The Conservative Party conference agenda published yesterday shows grassroots Tories are on the warpath over the tax increases and are demanding the restoration of mortgage interest relief and the married couple's allowance.
Mr Clarke's constituency, Rushcliffe, has joined calls for tax cuts and the Prime Minister's Huntingdon constituency calls for the abolition or cuts in inheritance tax. But the Chancellor was at pains to dampen expectations of tax cuts in the Budget. In an optimistic speech on the economy, he said he would not put steady growth or low inflation at risk by ``playing fast and loose with the public finances''.
In a warning aimed at departmental ministers near the end of the public expenditure round, Mr Clarke said lower taxes depended on controlling spending without damaging key public services. ``Nobody should assume that tax cuts are safely in the bag,'' he said.
"Of course the majority of the public always likes tax cuts, but the public only want tax cuts that will last," he told a conference.
The room for manoeuvre was reduced this week by borrowing figures showing that the Chancellor risks overshooting his target for the public sector borrowing requirement. That intensified the pressure on ministers to cut public expenditure.
About half of nearly 200 conference motions tabled on the economy call for cuts in taxes and many echo Labour criticism at the betrayal of Tory election promises. They underline the anger among Tory voters at the collapse in the housing market and demand action, although Mr Clarke has already ruled out measures to deal with negative equity.

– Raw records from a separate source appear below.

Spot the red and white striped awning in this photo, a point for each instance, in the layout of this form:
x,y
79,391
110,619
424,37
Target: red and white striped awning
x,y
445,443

Many constituencies want Mr Clarke to revive the market by restoring mortgage interest relief to 25 per cent. Some call for it to be raised from a ceiling of pounds 30,000 to cover mortgages up to pounds 50,000 or pounds 60,000.
The Chancellor, speaking in London to the Engineering Employers' Federation, warned that he would set monetary policy to hit the inflation target - 2.5 per cent, with a 1 per cent to 4 per cent comfort zone.